Tuesday, April 29, 2014

omissibility - What allows the omission of subject relative pronouns?




“There’s some men wouldn’t look at a girl with a baby.” (Ken
Follett, Fall of Giants)



There is a young student comes here some evenings. (James Joyce,
Dubliners)



“That’s a smell could raise me out of a concrete grave.” (East of

Eden)



“I guess it was Cal asked Lee.” (East of Eden)

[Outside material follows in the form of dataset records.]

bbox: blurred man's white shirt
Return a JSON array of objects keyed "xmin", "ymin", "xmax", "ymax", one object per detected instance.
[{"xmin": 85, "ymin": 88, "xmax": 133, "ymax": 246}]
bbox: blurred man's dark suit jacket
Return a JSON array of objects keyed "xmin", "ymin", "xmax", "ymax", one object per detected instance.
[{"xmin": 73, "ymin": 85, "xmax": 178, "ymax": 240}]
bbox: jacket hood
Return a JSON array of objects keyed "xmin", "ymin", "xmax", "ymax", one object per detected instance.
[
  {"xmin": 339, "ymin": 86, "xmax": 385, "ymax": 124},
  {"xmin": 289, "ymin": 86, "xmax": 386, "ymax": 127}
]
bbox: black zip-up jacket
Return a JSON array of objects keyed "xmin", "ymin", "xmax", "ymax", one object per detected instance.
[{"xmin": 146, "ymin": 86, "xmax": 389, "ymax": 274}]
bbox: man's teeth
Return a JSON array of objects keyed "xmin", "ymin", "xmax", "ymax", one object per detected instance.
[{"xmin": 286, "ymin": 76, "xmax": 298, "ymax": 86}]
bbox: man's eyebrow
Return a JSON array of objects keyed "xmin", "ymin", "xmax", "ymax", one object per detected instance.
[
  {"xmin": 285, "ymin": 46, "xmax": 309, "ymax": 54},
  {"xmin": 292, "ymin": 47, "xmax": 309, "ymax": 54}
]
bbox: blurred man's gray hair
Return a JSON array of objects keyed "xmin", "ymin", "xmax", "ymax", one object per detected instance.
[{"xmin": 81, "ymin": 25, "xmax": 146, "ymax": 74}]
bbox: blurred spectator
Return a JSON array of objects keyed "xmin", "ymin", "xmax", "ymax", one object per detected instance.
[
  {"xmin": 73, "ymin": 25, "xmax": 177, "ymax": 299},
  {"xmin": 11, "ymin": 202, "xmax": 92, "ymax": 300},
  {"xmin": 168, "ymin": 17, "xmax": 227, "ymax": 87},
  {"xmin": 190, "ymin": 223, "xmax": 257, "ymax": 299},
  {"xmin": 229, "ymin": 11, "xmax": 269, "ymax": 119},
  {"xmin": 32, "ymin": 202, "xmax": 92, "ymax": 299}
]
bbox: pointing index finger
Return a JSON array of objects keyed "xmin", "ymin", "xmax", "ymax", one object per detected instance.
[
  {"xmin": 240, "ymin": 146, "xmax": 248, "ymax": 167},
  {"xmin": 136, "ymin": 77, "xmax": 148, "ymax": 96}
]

I have a friend called me yesterday. (The Syntactic Phenomena of
English)




There are sayings that subject relative pronouns can’t be omitted. But from the examples above on novels and a syntactic book, the construction seems not a rare case or wrong. What allows them the omission?


Answer




All but one of these sentences starts with a phrase saying something exists:




There's …
There is …
That's …
I have a …




I could easily be wrong about this, but my gut feeling is that this is what allows the informal deletion of the subject relative pronoun, although the constructions with it deleted definitely feel informal to me. Taking examples from grammar websites and deleting the subject relative pronoun,
in general I find that the only ones I feel work well are those starting with such an existential construction.





I told you about the woman lives next door.
This is the house had a great Christmas decoration.




The following sentences don't work for me when you drop the "who", although maybe it's just because they're more complicated.




*It took me a while to get used to people (who) eat popcorn during the movie.
*The world is a much sunnier place for people (who) have a positive attitude.